What about the Jack O’ Lantern? Well, this is a long-standing tradition of Halloween. The Jack O’ Lantern is carved out of a pumpkin these days, but did you know that it was traditionally carved out of a turnip in centuries gone by? These carved turnips and pumpkins are lit up with a candle, which is believed to keep evil spirits at bay. As for pumpkins, a whopping 99% of annual pumpkin sales are due to people buying pumpkins to be carved into Halloween jack O’ Lanterns. There are records regarding pumpkins and Jack O’ Lanterns, too. For instance, the record for the fastest carving of a pumpkin is held by Jerry Ayers from Baltimore, Ohio, who carved a pumpkin in a mere 37 seconds! How about this record? Port Elgin, Ontario in Canada holds the record for the largest pumpkin ever produced as it weighed in at 1446 pounds.
What about the colours for Halloween? Well orange and black are the traditional colours and they have meaning. Orange represents the harvest and black represents death and darkness. Also, did you know that there is no word in the dictionary that rhymes with orange? The locale of Spalding in Britain considers itself to be the pumpkin capital of Britain because David Bowman grows an incredible two million pumpkins annually.

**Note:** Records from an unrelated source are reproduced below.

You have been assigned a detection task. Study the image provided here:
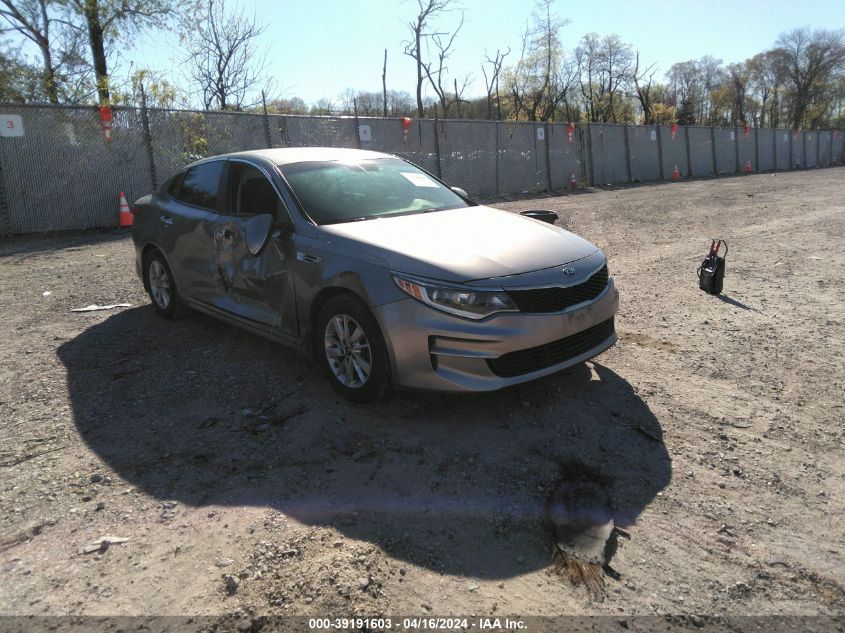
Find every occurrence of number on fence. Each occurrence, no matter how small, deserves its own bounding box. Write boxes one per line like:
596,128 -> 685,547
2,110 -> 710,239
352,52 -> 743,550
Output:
0,114 -> 25,138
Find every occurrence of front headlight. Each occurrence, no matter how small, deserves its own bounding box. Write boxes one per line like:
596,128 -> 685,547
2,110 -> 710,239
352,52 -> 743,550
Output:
393,274 -> 517,319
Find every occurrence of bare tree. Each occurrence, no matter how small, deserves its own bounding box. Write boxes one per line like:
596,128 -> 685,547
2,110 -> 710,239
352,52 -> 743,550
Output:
599,34 -> 634,122
452,75 -> 472,117
387,89 -> 415,116
724,62 -> 749,124
632,51 -> 657,123
337,87 -> 356,114
666,59 -> 706,123
575,32 -> 599,121
419,11 -> 465,118
402,0 -> 457,118
577,33 -> 634,122
747,51 -> 781,127
333,89 -> 416,117
697,55 -> 723,123
310,97 -> 334,115
507,0 -> 573,121
773,28 -> 845,128
181,0 -> 269,110
481,47 -> 509,119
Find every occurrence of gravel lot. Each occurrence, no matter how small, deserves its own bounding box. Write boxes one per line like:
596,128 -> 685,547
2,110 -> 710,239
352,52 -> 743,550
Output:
1,169 -> 843,623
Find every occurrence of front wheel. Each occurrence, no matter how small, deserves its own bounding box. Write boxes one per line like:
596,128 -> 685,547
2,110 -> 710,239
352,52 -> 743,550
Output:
315,295 -> 390,403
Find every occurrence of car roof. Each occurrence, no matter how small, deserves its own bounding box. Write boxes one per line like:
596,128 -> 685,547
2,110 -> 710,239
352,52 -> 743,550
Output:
225,147 -> 395,166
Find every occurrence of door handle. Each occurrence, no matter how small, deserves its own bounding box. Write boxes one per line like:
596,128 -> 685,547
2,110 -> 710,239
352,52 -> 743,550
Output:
296,251 -> 322,263
215,228 -> 233,240
159,215 -> 173,226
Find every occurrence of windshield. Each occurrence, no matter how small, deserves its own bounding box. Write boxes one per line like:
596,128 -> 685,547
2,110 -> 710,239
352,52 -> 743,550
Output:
279,157 -> 471,225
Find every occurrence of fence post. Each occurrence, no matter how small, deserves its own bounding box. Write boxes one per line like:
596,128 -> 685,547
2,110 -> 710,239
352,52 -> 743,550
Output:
789,129 -> 794,168
261,90 -> 273,149
202,111 -> 212,157
353,99 -> 361,150
802,130 -> 807,167
734,126 -> 740,173
684,125 -> 692,178
279,117 -> 290,147
816,131 -> 820,167
773,129 -> 777,170
623,124 -> 632,183
139,83 -> 157,191
829,132 -> 834,166
710,126 -> 717,175
0,142 -> 10,236
656,124 -> 665,180
494,120 -> 500,195
544,121 -> 552,191
433,105 -> 442,179
754,126 -> 759,172
584,123 -> 594,187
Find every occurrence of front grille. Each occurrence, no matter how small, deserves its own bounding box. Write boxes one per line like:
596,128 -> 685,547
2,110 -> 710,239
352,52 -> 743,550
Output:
506,265 -> 608,313
487,318 -> 615,378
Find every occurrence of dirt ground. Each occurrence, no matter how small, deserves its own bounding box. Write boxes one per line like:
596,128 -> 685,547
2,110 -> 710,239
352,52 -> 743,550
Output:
1,169 -> 843,625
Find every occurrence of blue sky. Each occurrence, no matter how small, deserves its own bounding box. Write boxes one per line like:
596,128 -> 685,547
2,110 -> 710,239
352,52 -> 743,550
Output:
125,0 -> 845,105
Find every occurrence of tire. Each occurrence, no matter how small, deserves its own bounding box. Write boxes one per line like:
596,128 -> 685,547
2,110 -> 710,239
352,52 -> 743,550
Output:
144,250 -> 188,319
315,294 -> 391,403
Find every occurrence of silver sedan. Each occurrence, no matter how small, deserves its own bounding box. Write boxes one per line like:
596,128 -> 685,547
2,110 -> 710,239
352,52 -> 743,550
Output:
131,147 -> 619,402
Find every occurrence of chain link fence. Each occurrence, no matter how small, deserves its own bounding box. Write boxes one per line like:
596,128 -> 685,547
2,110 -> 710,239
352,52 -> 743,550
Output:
586,123 -> 845,184
0,103 -> 842,235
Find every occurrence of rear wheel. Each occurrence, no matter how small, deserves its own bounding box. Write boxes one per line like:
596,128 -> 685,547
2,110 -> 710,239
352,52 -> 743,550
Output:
315,295 -> 390,403
144,251 -> 188,318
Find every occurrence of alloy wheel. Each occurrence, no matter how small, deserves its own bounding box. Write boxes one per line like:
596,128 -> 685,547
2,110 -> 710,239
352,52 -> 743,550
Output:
324,313 -> 372,388
148,259 -> 171,310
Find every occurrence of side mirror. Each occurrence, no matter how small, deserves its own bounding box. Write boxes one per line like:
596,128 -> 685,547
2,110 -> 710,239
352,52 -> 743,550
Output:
244,213 -> 274,256
520,210 -> 558,225
450,186 -> 469,199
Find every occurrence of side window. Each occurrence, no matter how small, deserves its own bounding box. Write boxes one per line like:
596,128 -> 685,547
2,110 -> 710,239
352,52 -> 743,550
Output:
166,173 -> 183,198
229,162 -> 280,218
175,161 -> 224,209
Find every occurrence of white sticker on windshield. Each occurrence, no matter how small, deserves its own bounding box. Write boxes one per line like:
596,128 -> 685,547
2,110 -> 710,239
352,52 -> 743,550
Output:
400,172 -> 438,187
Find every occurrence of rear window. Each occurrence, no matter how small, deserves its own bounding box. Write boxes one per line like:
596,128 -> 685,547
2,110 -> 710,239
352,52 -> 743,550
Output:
174,161 -> 224,209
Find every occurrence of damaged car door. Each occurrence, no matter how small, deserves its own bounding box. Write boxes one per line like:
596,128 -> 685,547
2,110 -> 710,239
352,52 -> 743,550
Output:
212,159 -> 298,337
164,159 -> 226,305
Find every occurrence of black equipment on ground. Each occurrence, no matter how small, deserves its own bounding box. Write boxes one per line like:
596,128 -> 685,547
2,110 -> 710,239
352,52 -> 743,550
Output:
698,239 -> 728,295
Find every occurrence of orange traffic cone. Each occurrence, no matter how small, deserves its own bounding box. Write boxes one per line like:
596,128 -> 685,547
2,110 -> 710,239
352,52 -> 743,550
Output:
671,164 -> 680,179
570,173 -> 577,190
744,160 -> 753,173
118,192 -> 133,227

All of these facts are interesting and amazing, but maybe best of all is that the modern tradition of Halloween and trick-or-treating has its roots in ancient Celtic tradition. In Ireland it was common for people to go door-to-door to ask for food contributions to the community feast. In Scotland children who went door-to-door to ask for treats had to perform a song or poem in order to get some. There are many variations, but to be sure the holiday has many fun facts that remain unknown to the masses. Now that you know some of these fascinating tidbits of information you can share them with family and friends, who will be very glad you did.